Strike social balance by taxing the billionaires

Strike social balance by taxing the billionaires

Recent comments by the Prime Minister reignited a debate of some of the most divisive issues facing Singapore today - its growth strategy, openness towards foreigners, and the yawning income gap.

If he could persuade another 10 billionaires to move here, Prime Minister Lee Hsien Loong told his well-heeled audience at a bank forum last week, he would, even if that led to higher income inequality.

His reasons: these billionaires would bring business and opportunities, open new doors and create new jobs. He also made the point that prosperity and economic gains, when broadly shared, can do much good for society.

In that vein, he pledged that the less successful will remain on the Government's radar and it will continue to give them a leg up through subsidies and other ways.

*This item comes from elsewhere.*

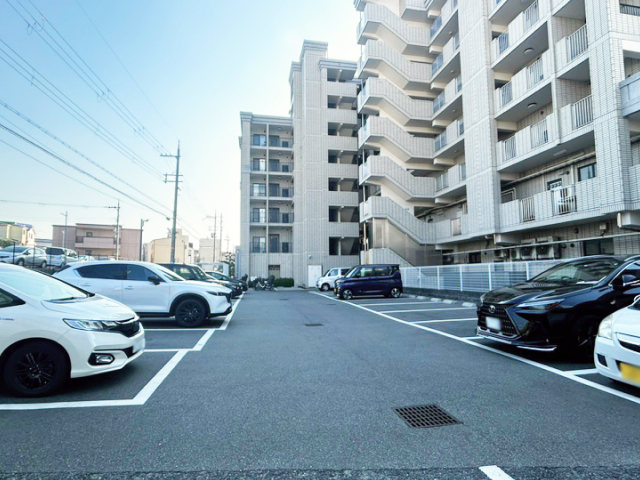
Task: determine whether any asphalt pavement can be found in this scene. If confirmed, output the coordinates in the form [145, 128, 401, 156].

Singapore's openness towards foreigners has not wavered for decades, and PM Lee's comments are not a departure from the rational and pragmatic approach that has guided political leaders over the years.

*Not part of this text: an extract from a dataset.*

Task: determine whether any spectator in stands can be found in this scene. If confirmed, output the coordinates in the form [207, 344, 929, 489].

But the strong reaction they have generated, both online and offline, show that with Singapore having reached a certain level of economic prosperity, there are sections of society who are increasingly uncomfortable with the welcome mat being laid out for rich foreigners.

Their ostentatious lifestyles - luxury cars, Dom Perignon champagne and the other trappings of high society - make the divide even harder to stomach.

Even Foreign Minister K. Shanmugam, while driving in the evening recently, found himself cut off first by the driver of a Ferrari, and then a Porsche.